Time Series search: Enter a Start Date, enter an End Date, enter a data frequency, select Transpose Data, select Submit. The firm's will be listed vertically starting in the column in which the cursor was located when you started the Datastream search process. There will be one line per firm per data variable. Each date will occupy a separate column. This display would be reversed if you did not opt to select "Transpose Data" above. However, most folks seem to find it easier to post-process firm/variables as rows and dates as columns.

Dealscan Basic Usage

On the RC Grid all available Dealscan data (which is through 4Q2009) is located in /home/databases/dealscan.

There are two documents which comprise the entirety of the documentation provided by the Dealscan folks:

1) UniversityFeedSchema.jpg

This is a image of layout for the various Dealscan tables and how they are linked.

2) UniversityFeedDictionary.xls

This spreadsheet contains all the variable definitions for all the tables (Sheet 1). The use of the data in Sheets 2 and 3 is not clear. Table names in Sheet 2 don't align with table names in the Schema. Given that the Dealscan we were dealing with got gobbled up by Thomson-Reuters just as we were acquiring the data (back in 2010) and since we don't subscribed to the Thomson-Reuters Dealscan data, we don't have access to anyone who could provide further explanations.

On the RC Grid, in the /home/databases/dealscan directory, are a set of 22 SAS data sets which correspond to those tables found in the Schema. Those tables are also available in Stata format and can be found in the stata subdirectory. The variable names should in the SAS/Stata data sets should be the same as those found in their corresponding tables on the Schema (this can be easily confirmed in SAS via a Proc Contents).

There is a README file in /home/databases/dealscan that essentially outlines what is described herein.

Finding WRDS SAS Data Set Layouts & Variable Information

How to find WRDS SAS data set layouts

  1. Log on to the WRDS web site
  2. Select Support
  3. Select Dataset List (under the Data Contents section)
  4. Scroll down until you find the name of the Database of interest and select it
  5. Scroll through the list of available tables and select the one of interest.
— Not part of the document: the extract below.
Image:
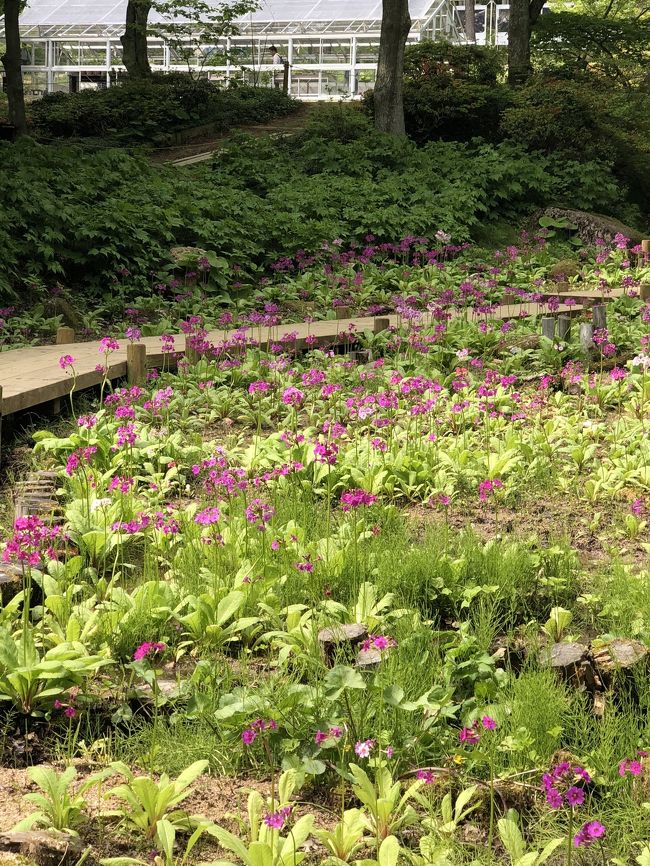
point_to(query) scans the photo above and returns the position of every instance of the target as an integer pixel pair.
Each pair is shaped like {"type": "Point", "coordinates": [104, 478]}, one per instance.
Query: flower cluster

A table will be displayed which describes the contents of the SAS data set plus a typically not very insightful description of the variables.

How to find additional variable description information

  1. Log on to the WRDS web site
  2. Select Support
  3. Select Data Vendor Manuals (under the Data Contents section)
  4. Select the appropriate data set. The value of the manual and the ease of use varies across vendors.

An example of using Compustat:

  • Select Compustat
  • Select Compustat Online Manual
  • Select the Search tab, type in the variable name found in the table layout, press ENTER. This will give you a list of all references within the Compustat manual for that variable name. Since you are entering a specific variable name this usually resolves to a single item, the selection of which takes you to the page which describes the variable. Do this for each variable of interest.